I have just returned from a wonderful trip to the Galapagos Islands, where I observed the courting and nesting of blue-footed and red-footed boobies. What evolutionary advantage, if any, do their conspicuously coloured feet provide?Christina Bulawa, by email, no address supplied
I have often had similar thoughts on why this colour or that shape etc. i find comfort in the belief that as everything is still evolving there is no reason to expect that what we see today is the final result. Mutations seem to occur randomly and unless one is detrimental to its host's chance of survival or procreation there is no need for a species to die off or indeed suffer the slightest. After all, if you asked millions of years ago what good was the feathery bit of skin you saw on an ordinary looking lizard..
This is probably an advert of fitness to the opposite sex, like the long tail a peacock has.

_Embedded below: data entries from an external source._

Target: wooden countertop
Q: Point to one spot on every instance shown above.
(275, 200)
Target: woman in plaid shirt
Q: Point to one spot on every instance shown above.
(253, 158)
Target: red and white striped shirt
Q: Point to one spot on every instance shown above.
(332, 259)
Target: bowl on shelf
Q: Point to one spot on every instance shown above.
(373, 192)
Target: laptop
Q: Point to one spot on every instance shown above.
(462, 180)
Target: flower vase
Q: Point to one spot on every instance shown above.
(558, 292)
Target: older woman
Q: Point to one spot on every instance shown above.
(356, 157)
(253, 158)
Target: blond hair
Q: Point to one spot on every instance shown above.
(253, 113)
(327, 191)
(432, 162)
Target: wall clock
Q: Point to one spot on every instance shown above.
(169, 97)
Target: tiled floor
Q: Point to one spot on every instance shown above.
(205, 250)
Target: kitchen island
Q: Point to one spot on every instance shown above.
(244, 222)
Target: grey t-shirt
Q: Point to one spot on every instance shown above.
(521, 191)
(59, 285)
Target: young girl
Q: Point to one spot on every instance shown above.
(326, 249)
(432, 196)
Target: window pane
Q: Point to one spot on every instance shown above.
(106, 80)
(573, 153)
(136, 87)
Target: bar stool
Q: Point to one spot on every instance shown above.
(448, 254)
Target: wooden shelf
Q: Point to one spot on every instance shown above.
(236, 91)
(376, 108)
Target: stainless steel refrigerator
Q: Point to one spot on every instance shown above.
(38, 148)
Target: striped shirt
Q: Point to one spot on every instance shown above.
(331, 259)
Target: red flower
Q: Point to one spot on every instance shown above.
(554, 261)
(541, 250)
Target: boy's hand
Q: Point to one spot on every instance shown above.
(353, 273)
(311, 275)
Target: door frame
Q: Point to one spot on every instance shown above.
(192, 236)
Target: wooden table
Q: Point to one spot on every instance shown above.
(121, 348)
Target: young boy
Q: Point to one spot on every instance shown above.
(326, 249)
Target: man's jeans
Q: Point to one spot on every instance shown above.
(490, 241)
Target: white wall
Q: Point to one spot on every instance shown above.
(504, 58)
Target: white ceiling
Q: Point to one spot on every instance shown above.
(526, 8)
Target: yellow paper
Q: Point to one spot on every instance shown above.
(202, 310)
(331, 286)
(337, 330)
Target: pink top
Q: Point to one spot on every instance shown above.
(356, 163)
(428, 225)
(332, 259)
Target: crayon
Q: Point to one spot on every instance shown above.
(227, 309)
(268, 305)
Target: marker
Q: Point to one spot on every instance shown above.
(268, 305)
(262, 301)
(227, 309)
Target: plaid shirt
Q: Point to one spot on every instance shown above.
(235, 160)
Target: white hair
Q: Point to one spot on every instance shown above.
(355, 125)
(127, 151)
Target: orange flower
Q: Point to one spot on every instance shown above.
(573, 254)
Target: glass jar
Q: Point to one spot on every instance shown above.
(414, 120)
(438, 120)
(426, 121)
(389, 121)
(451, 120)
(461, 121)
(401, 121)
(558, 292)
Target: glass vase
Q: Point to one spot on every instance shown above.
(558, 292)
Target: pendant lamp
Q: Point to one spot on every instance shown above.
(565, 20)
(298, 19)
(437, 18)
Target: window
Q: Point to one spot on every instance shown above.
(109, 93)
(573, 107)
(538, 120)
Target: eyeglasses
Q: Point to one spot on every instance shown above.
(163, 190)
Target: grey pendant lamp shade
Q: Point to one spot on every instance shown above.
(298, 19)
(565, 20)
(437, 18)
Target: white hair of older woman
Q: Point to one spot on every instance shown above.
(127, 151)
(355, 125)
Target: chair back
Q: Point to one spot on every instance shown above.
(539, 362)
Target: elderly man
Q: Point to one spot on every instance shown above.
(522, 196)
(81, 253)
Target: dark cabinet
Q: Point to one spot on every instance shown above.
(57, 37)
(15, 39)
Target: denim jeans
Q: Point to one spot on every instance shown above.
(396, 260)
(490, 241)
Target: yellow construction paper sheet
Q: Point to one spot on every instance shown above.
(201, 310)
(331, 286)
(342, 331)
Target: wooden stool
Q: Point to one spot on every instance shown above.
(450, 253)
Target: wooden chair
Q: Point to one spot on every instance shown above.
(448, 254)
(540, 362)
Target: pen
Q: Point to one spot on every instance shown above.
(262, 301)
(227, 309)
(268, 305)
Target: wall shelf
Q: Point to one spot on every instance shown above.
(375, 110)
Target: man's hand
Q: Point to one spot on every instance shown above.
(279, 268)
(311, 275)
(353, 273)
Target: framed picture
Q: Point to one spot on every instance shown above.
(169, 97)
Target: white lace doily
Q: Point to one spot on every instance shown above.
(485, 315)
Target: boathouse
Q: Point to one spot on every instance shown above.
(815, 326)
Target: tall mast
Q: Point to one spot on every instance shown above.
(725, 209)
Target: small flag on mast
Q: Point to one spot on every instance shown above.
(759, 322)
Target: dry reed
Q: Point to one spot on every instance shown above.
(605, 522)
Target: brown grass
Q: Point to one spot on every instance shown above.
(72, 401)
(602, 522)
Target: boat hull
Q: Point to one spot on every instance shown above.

It actually hinders the animal, but advertises the fitness of the individual for being able to survive with such an attractive disadvantage.
Boobies and most species of brightly plumaged or resplendently skinned birds use their garishness to flaunt their health and ability to provide for a family. It takes enough extra energy to produce these displays that the male with the brightest should also be the best suited for gathering the most resources for growing chicks.
On an edition of The Natural World shown recently on a satellite channel (Animal Planet??), David Attenborough spoke of the blue-footed boobies and said it served to identify the booby to a female of the same species, to assure her that she wasn't contemplating breeding with the other sort. He didn't imply that this was the only purpose of the blue feet served, but it was his only comment on foot colour.
It seems likely that the female boobies find this characteristic particularly attractive and so are more likely to mate with the males with blue feet.It may simply be a preference with no other advantage. If all females decided that they liked blue feet best, and therefore mated only with them, then the ones without blue feet would eventually die out. I expect a mutation arose in one male and all the females fell at his feet! The blue colour may have become a lot brighter throughout the generations.